La Rhétie antique et les langues rhéto-romanes

Un extrait de mon livre « Langues et origines des peuples de l’Europe antique » publié en juillet 2017 par Atramenta et référencé sur les sites Amazon, la Fnac et quelques autres. Sur la carte perso, la Rhétie (d’avant la conquête romaine) se trouve dans le sud-est de la Suisse et dans le centre-nord de l’Italie.

 La Rhétie et les langues rhéto-romanes

 Très anciens autochtones des Alpes (Frioul, Grisons, Liechtenstein, Tyrol…), ils parlaient sans doute une langue particulière, vraisemblablement non indo-européenne. Il existait parmi eux une tribu des Suanètes (ou Suantes). Ceux-ci sont certainement originaires de la Svanétie dans le Caucase (actuellement dans le nord-ouest de la Géorgie) où on parle encore une langue kartvélienne particulière. Elle est proche du mingrélien et pourrait ressembler à l’antique colchidien. Le suffixe ethnique -ète ou -étie présent aussi dans le mot Rhétie est typiquement kartvélien.

On connaît seulement la Rhétie comme province romaine. Si cette division administrative de l’Empire porte ce nom, elle n’a rien à voir avec la véritable Rhétie d’avant la conquête, car elle comprend trop de tribus gauloises et illyriennes. Elle devait donc être beaucoup plus petite alors. Il est vrai que beaucoup d’auteurs antiques prêtaient à la Rhétie une origine illyrienne (comme pour la Vénétie). Les seules tribus rhètes attestées sont celles des Breunes et des Camunni. Ce petit pays montagnard semble avoir joué surtout un rôle commercial, mais sa population ne devait pas être très nombreuse.

À une époque ancienne, les Rhètes furent quelque peu colonisés par des marchands illyriens, vénètes et étrusques (surtout pour contrôler les passages difficiles entre les bassins fluviaux du Rhin, du Danube et du Pô). Ils avaient aussi beaucoup de voisins gaulois. Néanmoins, ils étaient considérés comme de dangereux brigands. Une légende rapporte que beaucoup d’Étrusques de Transpadane se sont réfugiés chez eux au ive siècle av.
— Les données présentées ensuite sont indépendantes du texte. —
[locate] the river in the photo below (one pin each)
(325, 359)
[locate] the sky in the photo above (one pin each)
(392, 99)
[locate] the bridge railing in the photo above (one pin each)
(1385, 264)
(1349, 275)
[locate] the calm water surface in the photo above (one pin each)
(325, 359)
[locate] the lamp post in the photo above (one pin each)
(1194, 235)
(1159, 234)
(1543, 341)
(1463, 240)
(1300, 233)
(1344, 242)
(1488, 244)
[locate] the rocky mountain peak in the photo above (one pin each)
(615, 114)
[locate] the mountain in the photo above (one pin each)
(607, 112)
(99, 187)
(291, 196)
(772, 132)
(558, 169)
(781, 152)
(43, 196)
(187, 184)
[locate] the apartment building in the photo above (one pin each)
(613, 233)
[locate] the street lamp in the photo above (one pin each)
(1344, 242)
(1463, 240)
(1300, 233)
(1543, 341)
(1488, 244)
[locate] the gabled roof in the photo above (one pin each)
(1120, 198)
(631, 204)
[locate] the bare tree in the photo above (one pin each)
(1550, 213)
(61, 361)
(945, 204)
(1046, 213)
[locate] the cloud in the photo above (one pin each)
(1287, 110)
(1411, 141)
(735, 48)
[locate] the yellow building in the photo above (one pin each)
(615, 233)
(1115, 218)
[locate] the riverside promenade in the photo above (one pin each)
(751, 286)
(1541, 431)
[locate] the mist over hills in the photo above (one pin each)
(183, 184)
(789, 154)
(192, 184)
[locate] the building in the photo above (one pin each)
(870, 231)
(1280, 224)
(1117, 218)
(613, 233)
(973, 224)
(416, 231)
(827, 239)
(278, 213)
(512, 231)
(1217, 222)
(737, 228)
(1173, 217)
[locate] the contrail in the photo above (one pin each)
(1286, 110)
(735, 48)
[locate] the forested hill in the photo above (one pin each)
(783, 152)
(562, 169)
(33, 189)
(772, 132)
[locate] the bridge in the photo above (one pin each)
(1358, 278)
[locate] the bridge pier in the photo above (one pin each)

J.-C. pour échapper à la domination gauloise sur leur pays. Mais ça ne suffit pas pour faire de la Rhétie un pays étrusque comme le voudraient certains historiens.

Les inscriptions trouvées en Rhétie font se poser des questions mais n’apportent guère de réponses. Il est possible qu’elles transcrivent seulement une sorte de pidgin utilisé par les commerçants de diverses origines pour communiquer entre eux. Certains y cherchent un dialecte de l’étrusque ou du vénète, mais d’autres y trouvent aussi un peu de messapien ou de gaulois très archaïque (du ligure ?). Ces textes ne manquent pas d’originalité puisqu’ils sont écrits dans trois alphabets différents, dérivés surtout de l’alphabet étrusque.

La langue rhète continue à susciter des passions, car on lui prête une descendance encore actuelle. Il s’agit des dialectes rhéto-romans qui auraient un fort substrat rhète. Le romanche est parlé dans les Grisons et en Engadine. Le ladin est présent dans les Dolomites, dans la région de Trente et dans le Tyrol du Sud. Le frioulan existe encore à Trieste. On ne connaît guère l’antique langue rhète, mais on ne parvient pas à expliquer l’existence de ces dialectes très particuliers autrement que par sa présence passée dans ces lieux. »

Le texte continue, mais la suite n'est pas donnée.